Two of the four first Doris Duke Distinguished Clinical Scientist Awards for excellence in bench to bedside research were awarded to HMS faculty members. One of the $3 million awards was presented to Kenneth Anderson, associate professor of medicine at the Dana–Farber Cancer Institute, for cancer research, and one to Bruce Walker, associate professor of medicine at Massachusetts General Hospital, for AIDS research. The awards support physician–scientists who lead outstanding clinical research programs that apply the latest biomedical research advances against disease.

Associate professor of pathology at Brigham and Women's Hospital Frederick Bieber received the Massachusetts State Police Public Service Award. Since 1997 when Massachusetts established a state DNA database, Bieber has volunteered his time and expertise assisting as a scientific adviser on the project.

News Brief

Physiological Genomics is a new journal with editorial offices at Brigham and Women's Hospital. The editor in chief is Victor Dzau, the Hersey professor of theory and practice of physic and head of medicine at BWH. The journal is sponsored by the American Physiological Society and fosters research in biomedicine, capitalizing on genomics technology. It publishes in print and on-line at www.physiolgenomics.org.

In Memoriam

john clark
John Clark, a psychiatrist in private practice in Weston and former HMS assistant clinical professor of psychiatry at Massachusetts General Hospital, died October 7. He was 73.

Clark graduated from HMS in 1953 and did his psychiatry residency at MGH. He was on the staff of McLean Hospital from 1959 to 1973.

In the 1970s, Clark was among the first to research the psychological effects of religious cults on its members. He became a recognized authority on the issue and testified before the Vermont and Illinois legislatures and before the U.S. Senate. In a 1978 JAMA guest editorial that is widely cited, Clark broke new ground in psychiatry's understanding of the phenomenon of cults and their effects on members, their families, and the larger community. In all, he counseled more than 500 former members of such groups.

In 1985 he received the Leo J. Ryan Award, named for the congressman murdered at Jonestown, Guyana. In 1991 the Psychiatric Times named him Psychiatrist of the Year. Clark was a founding member of Physicians for Social Responsibility and a founding scholar of the American Family Foundation.

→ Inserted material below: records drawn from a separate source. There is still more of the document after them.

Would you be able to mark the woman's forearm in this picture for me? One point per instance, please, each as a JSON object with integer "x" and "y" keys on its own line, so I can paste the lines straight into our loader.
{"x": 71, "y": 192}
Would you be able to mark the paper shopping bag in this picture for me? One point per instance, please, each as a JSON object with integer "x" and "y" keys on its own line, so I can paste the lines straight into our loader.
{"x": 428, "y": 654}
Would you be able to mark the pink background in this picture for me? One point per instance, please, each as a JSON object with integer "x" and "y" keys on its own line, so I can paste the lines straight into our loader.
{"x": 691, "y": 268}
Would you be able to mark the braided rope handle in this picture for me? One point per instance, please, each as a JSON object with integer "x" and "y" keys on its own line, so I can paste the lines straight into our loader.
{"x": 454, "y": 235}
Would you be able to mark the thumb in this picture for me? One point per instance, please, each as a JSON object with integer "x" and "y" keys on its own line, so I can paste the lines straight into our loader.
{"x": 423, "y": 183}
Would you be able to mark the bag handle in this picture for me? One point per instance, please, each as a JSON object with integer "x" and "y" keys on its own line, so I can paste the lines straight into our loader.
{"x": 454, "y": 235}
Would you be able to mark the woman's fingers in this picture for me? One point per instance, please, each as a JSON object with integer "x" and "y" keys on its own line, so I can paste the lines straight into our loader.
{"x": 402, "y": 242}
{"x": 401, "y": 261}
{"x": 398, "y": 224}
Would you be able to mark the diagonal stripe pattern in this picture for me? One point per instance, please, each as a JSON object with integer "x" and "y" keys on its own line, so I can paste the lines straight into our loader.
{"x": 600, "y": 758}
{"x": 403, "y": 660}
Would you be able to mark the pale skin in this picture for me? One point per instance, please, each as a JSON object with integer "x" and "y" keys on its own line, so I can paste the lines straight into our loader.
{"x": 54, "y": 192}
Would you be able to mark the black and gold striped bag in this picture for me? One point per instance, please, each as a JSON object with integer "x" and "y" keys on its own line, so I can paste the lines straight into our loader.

He is survived by his wife, Eleanor of St. Cloud, Minn.; two brothers, Robert of Minneapolis, Minn. and W. Bruce of Tucson, Ariz.; a son, Gordon of Springfield, Vt.; a daughter, Catherine of Waltham; and a grandson, James.

Laura Norling, assistant professor of pediatrics at Massachusetts General Hospital, died September 13 at the age of 47.

Norling received her MD from Ohio State University and was a research fellow at Washington University. A former assistant professor at the University of Virginia, she joined the Division of Pediatric Nephrology at MGH in 1994.

Norling was a member of the Society of Pediatric Research and was recognized as one of the best pediatric nephrologists in New England by the Woodward and White "Best Doctors in America" survey. She is survived by her husband, Mark Owen, and her son, Matt.